Asahi Lina, developer on the Asahi Linux project, posted on Mastodon late last week: “I regretfully completely understand Wedson’s frustrations.” Noting that “a subset of C kernel developers just seem determined to make the lives of Rust maintainers as difficult as possible,” Lina detailed the memory safety issues they ran into writing Direct Rendering Manager (DRM) scheduler abstractions. Lina tried to push small fixes that would make the C code “more robust and the lifetime requirements sensible,” but was blocked by the maintainer. Bugs in that DRM scheduler’s C code are the only causes of kernel panics in Lina’s Apple GPU driver, she wrote—”Because I wrote it in Rust.”
“But I get the feeling that some Linux kernel maintainers just don’t care about future code quality, or about stability or security any more,” Lina wrote. “They just want to keep their C code and wish us Rust folks would go away. And that’s really sad… and isn’t helping make Linux better.”
Drew DeVault, founder of SourceHut, blogged about Rust’s attempts to find a place inside the Kernel. In theory the kernel should welcome enthusiastic input from motivated newcomers. “In practice, the Linux community is the wild wild west, and sweeping changes are infamously difficult to achieve consensus on, and this is by far the broadest sweeping change ever proposed for the project,” DeVault writes. “Every subsystem is a private fiefdom, subject to the whims of each one of Linux’s 1,700+ maintainers, almost all of whom have a dog in this race. It’s herding cats: introducing Rust effectively is one part coding work and ninety-nine parts political work – and it’s a lot of coding work.”
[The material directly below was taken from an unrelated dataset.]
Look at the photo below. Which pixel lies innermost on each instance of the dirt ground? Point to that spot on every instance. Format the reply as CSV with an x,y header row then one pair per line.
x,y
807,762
Rather than test their patience with the kernel’s politics, DeVault suggests Rust developers build a Linux-compatible kernel from scratch. “Freeing yourselves of the [Linux Kernel Mailing List] political battles would probably be a big win for the ambitions of bringing Rust into kernel space,” DeVault writes.
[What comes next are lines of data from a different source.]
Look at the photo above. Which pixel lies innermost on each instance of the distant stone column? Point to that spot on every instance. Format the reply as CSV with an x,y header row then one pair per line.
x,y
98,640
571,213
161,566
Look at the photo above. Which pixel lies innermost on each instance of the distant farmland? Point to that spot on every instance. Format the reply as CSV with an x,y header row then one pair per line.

Torvalds understands why Rust uptake is slow
You might be wondering what lead maintainer Linus Torvalds thinks about all this. He took a “wait and see” approach in 2021, hoping Rust would first make itself known in relatively isolated device drivers. At an appearance late last month, Torvalds… essentially agreed with the Rust-minded developer complaints, albeit from a much greater remove.
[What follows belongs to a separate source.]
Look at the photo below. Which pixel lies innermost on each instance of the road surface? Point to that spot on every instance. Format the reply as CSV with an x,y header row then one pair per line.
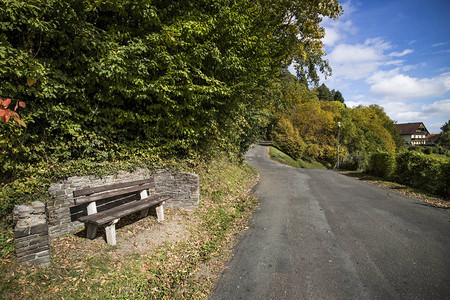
x,y
318,234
“I was expecting [Rust] updates to be faster, but part of the problem is that old-time kernel developers are used to C and don’t know Rust,” Torvalds said. “They’re not exactly excited about having to learn a new language that is, in some respects, very different. So there’s been some pushback on Rust.” Torvalds added, however, that “another reason has been the Rust infrastructure itself has not been super stable.”
The Linux kernel is a high-stakes project in which hundreds or thousands of developers have a stake; conflict is perhaps inevitable. Time will tell how long C will remain the primary way of coding for, and thinking about, such a large, yet always-moving, codebase.